MENUJU PILKADA SERENTAK 2018

Senin, 31 Juli 2017

Beras Premium di Makassar Murah dan Terjangkau

Foto: Istimewa  

smartcitymakassar.com - Makassar - Sulawesi Selatan patut bersyukur, sejak 2015 hingga saat ini, produksi beras melimpah ruah. Harganya pun cenderung stabil, terjangkau.

Humas Kementerian Pertanian yang melakukan survei ketersediaan beras di tiga pasar tradisional terbesar di Makassar sejak Sabtu hingga Minggu (29-30/7/2017), mendapatkan informasi dari pedagang kecil, menegah, dan besar bahwa Sulsel sudah dua tahun sejak awal 2015 sampai saat ini 2017 selalu mengalami surplus produksi beras.
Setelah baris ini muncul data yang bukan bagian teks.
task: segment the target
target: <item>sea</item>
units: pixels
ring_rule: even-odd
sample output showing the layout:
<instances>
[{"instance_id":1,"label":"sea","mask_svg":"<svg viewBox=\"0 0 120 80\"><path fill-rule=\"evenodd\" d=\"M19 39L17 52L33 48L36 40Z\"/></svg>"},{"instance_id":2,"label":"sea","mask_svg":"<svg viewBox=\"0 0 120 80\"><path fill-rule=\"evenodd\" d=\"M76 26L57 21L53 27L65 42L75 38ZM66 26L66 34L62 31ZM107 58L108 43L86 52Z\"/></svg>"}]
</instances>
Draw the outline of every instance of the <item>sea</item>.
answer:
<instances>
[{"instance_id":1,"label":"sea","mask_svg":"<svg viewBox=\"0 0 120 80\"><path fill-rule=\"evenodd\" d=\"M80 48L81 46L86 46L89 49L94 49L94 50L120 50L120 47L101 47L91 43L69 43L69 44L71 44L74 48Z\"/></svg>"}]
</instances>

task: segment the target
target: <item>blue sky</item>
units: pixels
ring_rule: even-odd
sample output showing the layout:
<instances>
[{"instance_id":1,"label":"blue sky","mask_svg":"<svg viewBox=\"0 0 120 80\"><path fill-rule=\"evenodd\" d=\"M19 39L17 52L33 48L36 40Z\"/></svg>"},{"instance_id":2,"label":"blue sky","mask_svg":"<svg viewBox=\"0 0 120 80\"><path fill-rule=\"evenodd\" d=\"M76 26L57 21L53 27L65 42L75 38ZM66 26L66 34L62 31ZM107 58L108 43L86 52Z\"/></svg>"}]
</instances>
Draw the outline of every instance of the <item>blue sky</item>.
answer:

Saudagar beras bernama Hj. Wida di Jalan Tidung mengatakan bahwa sejak Februari 2017 harga beras cenderung turun. Saat ini, beras medium kualitas terbaik dari penggilingan dipatok seharga Rp. 8300/Kg, sedang medium terendah Rp. 7100/kg, dan beras premium spesial dijual hanya Rp. 250.000/karung 25. Kg.

Hj. Wida, menambahkan, dahulu sebelum 2015, beras di Sulsel memang surplus, tetapi pada waktu itu permintaan beras dari daerah lain juga tinggi. Akibatnya, harga beras di tingkat pedagang fluktuatif, karena dipengaruhi permintaan beras dari Kalimantan, Maluku, Papua, bahkan Sumatera pun membeli dari Sulsel.
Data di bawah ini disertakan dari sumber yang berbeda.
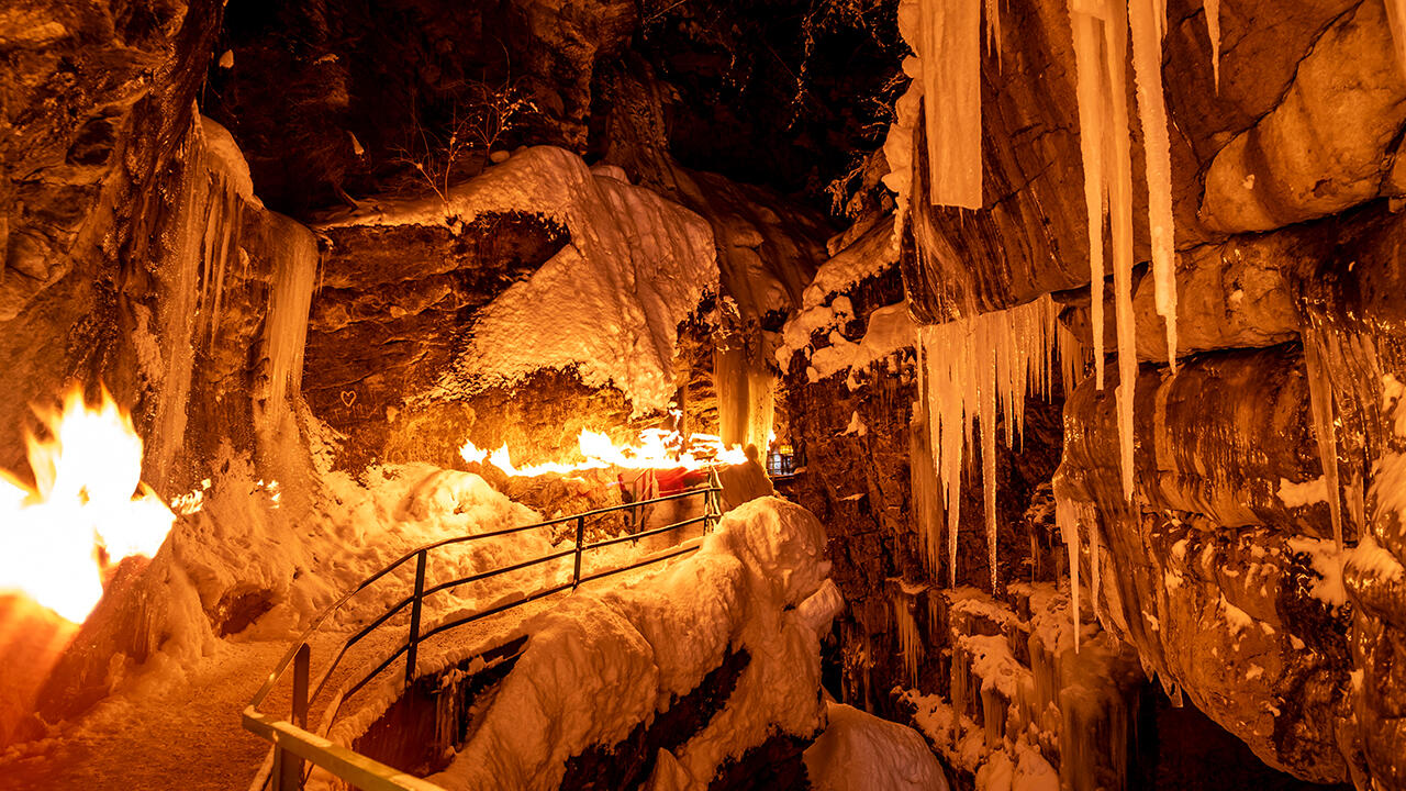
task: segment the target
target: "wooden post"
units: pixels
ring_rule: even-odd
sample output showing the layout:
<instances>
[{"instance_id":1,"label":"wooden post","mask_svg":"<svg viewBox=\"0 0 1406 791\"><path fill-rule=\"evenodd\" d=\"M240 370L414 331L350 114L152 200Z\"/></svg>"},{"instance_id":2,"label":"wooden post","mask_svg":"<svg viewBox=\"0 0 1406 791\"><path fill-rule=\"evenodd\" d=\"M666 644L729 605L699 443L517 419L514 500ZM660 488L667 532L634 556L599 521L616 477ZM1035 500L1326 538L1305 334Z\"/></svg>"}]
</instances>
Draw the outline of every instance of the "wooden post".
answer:
<instances>
[{"instance_id":1,"label":"wooden post","mask_svg":"<svg viewBox=\"0 0 1406 791\"><path fill-rule=\"evenodd\" d=\"M420 647L420 598L425 595L425 550L415 556L415 598L411 600L411 640L405 654L405 688L415 681L415 654Z\"/></svg>"},{"instance_id":2,"label":"wooden post","mask_svg":"<svg viewBox=\"0 0 1406 791\"><path fill-rule=\"evenodd\" d=\"M308 643L298 646L292 656L292 723L308 726L308 664L312 649ZM302 759L274 743L273 776L276 791L298 791L302 788Z\"/></svg>"}]
</instances>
“Begitu permintaan tinggi, harga di kita ini juga ikut naik,” ujar Hj. Wida, “Sepertinya sekarang ini produksi meningkat di semua daerah, terutama sejak 2015.”

Pasar Tradisional Pa’ Baeng_baeng, Pasar Terong, hingga Pasar Daya yang dikunjungi Humas Kementan, juga hampir senada dengan Hj. Wida.
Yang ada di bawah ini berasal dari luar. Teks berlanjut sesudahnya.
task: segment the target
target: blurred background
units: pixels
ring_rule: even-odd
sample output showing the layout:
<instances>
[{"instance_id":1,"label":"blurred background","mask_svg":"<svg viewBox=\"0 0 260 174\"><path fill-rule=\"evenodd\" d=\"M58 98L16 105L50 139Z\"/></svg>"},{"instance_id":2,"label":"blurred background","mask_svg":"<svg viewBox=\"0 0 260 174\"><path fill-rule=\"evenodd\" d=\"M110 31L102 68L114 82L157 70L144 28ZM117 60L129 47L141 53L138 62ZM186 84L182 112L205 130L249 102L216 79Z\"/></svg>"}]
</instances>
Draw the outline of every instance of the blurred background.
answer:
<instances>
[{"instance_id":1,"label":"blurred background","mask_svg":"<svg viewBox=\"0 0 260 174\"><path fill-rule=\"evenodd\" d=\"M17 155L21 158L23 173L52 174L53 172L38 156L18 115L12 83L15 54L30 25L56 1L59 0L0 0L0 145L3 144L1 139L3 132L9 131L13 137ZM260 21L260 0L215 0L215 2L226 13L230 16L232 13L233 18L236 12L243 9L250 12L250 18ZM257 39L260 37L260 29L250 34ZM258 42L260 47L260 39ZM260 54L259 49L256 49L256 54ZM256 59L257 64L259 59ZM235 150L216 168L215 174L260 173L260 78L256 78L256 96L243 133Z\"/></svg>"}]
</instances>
H. Intan dan H. Jamal dan Yazid, agen beras di tiga pasar tradisional terbesar di tiga wilayah berbeda di Kota Makassar, juga mengakui produksi beras di Sulawesi Selatan melimpah ruah.

“Kami kewalahan menampung pasokan beras dari daerah karena saat ini sebagian besar daerah penghasil beras panen,” ujar Hj. Intan

Ketika ditanyakan apakah ada kenaikan harga beras medium dan premium, Hj. Intan menguraikan, “Saat ini, beras premium kualitas spesial pandan wangi hanya dijual Rp. 10.000/liter, di tingkat eceran sedang beras medium rata-rata dijual Rp. 7000 hingga Rp. 8300 per liter.”

Daeng Yazid, agen beras di pasar tradisional daya di utara Kota Makassar, juga mengakui, saat ini harga beras di Sulsel cenderung menurun. “Semoga di petani harga gabahnya tetap stabil ya, pak,” ujarnya,”Minimal seperti harga pemerintah Rp. 3700 per kilogram.”

Ketika ditanya soal penangkapan beras mahal di Jakarta beberapa waktu lalu, Yazid mengatakan, “Nggak ada pengaruhnya di Sulsel. Dulu pernah mau masuk ke sini, pak, tapi Sulawesi ini kan penghasil beras nasional, ya mana laku di sini beras mahal, harga beras paling bagus premium spesial hanya Rp. 10.000 per kilogram, paling tinggi Rp. 11.000 per kilogram kita ecer itu, pak.”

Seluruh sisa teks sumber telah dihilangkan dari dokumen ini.